1. De koelkast
Bierbrouwers vonden de koelkast uit toen ze op zoek waren naar een plek om hun bier koud te houden.
Van oudsher werd er alleen in de koude maanden bier gebrouwen, want het chemische proces waarmee bier gemaakt wordt werkt alleen goed als het koud is. Bij bierbrouwen ontstaat warmte, en als het te warm wordt kan de gist afsterven en mislukt het bier.
Eeuwenlang gebruikten bierbrouwers dan ook ijsblokken, die ze in kelders bewaarden. Maar in 1876 kwam er een doorbraak: Carl von Linde, ingenieur bij een brouwerij in München, vond een mechanische koeling uit.

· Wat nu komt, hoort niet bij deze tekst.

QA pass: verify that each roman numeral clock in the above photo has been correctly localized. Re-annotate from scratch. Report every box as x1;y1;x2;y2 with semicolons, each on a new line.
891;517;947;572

Al in de jaren 1880 verschenen er in veel brouwerijen koelkasten. Het was een flinke investering, maar dankzij de koelkasten konden de brouwers het hele jaar bier produceren in plaats van alleen 's winters.
Hierdoor groeiden de brouwerijen en konden ze ook op plaatsen waar geen ijs voorhanden was gevestigd worden. Bovendien konden dankzij de koelkasten de bierflesjes groter worden. Mettertijd deed de koelkast ook zijn intrede in gewone huishoudens.
2. Glazen flessen
Bier gaf de inspiratie voor glazen flessen, een van de eerste gebruiksvoorwerpen die in de 20e eeuw in massaproductie genomen werden.
Michael Joseph Owens ontwierp de benodigde machine. Hij werkte samen met Libbey Glass, dat zijn product distribueerde. Owens machine, die bierflesjes met een lange hals produceerde, werd een doorslaand succes.
In 1903 maakte zijn machine 12 glazen flesjes per minuut, en al in 1912 was dat aantal opgevoerd tot 50 per minuut. Tegen 1915 was het toestel van Owens in grote delen van de wereld in gebruik.
Dankzij de uitvinding van de machine had Owen het monopolie op brandy-, wijn- en speciale flessen. Hij verkocht deze rechten aan Heinz, dat ketchupflessen maakte, Hazel-Atlas, dat gewone flessen maakte, en Ball Brothers, dat jampotten produceerde.
3. Pasteurisatie
In de 19e eeuw waren lokale brouwers het zat dat hun bier zo snel bedierf. Ze huurden de bioloog Louis Pasteur in om de oorzaak van het bederf te achterhalen.
Pasteur ontdekte dat bacteriën de boosdoeners waren, en ontwikkelde een procedé om de bacteriën te verwijderen door het bier te verhitten en vervolgens te koelen. Dit wordt nu pasteuriseren genoemd.